Wednesday 2 November 2011

Help!

“Help!” Comes an urgent voice from upstairs. I can hear water running. “Help! Mum! Dad!" It’s Eldest in the shower. What’s happened to him? Is he scalded? Has he slipped and broken something? A thousand different disasters flash through my mind, I’m nothing if not imaginative when it comes to possible catastrophes to befall my children. Home a bit late from school? Obviously abducted by one of those drunks who hangs out by the dried up pond on the common - no matter that they don’t have the coordination to pee in a straight line, let alone to steal a child. Still asleep at an unnaturally late hour on a Sunday morning? It’s one of those rare older child cot deaths, or meningitis - like with Michael Rosen’s son (so unbelievably tragic).

No, I’ve guessed it: he’s got trapped somehow, like my father did all those years ago. He was just taking a shower at home prior to flying off somewhere to a conference. He was alone in the house and the shower door jammed.

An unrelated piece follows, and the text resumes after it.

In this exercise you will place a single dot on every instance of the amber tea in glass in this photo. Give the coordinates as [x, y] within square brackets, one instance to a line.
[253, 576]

Imagine it: naked and freezing with a sheet of impenetrable glass between you and freedom. I think he remained like that for some time until he managed to scramble his lanky six-foot frame up and over the top, squeezing between the tiny space and the ceiling with the knowledge that it could all crash beneath him at any moment. It didn’t, thank goodness.

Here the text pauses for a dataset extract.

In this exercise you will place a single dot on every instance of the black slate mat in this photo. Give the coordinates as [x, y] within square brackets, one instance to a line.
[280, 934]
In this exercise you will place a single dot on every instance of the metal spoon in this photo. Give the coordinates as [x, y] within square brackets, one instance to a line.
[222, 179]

So, lying in my bed first thing this morning, clutching the cup of tea Husband has kindly brought for me (as usual) and listening to the whole world going to hell in a handbasket on Radio 4 (as usual) that’s what I decide has happened to Eldest. He’s trapped in the shower. But hang on a minute - it’s an over bath shower up there, there’s no door…

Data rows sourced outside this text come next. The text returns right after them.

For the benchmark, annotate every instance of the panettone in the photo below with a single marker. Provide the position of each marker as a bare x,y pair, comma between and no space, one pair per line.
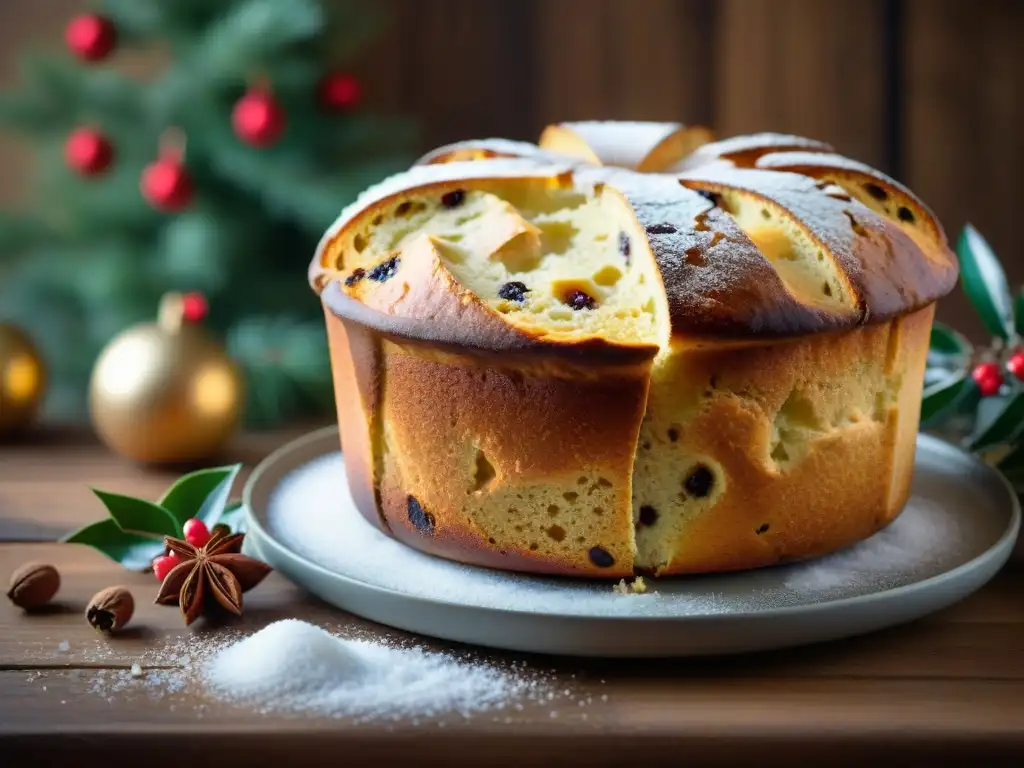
631,347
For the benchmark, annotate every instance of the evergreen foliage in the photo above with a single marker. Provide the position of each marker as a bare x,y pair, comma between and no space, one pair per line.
92,257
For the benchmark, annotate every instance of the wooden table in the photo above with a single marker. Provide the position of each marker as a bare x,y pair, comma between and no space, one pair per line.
948,687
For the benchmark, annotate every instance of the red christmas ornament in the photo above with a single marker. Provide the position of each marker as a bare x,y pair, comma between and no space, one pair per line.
1016,365
339,91
194,309
88,152
258,119
988,379
90,37
167,184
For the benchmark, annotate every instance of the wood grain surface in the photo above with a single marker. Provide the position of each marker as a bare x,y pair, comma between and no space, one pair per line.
949,686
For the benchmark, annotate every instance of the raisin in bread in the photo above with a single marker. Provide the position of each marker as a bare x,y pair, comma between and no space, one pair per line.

“Help!” Comes the desperate voice again, “I need help! It’s urgent!”

“What!” Husband calls, dashing to the rescue as I scramble from under the duvet, grabbing at the dressing gown strewn on the floor (can’t appear naked in front of eldest son any more, he’s 15). I get to the landing just in time to meet husband coming down again from the top floor. There's a grim look on his face.

“What’s the matter? What is it? Is he okay?”

“He’s fine,” he says. “He’s run out of shampoo.”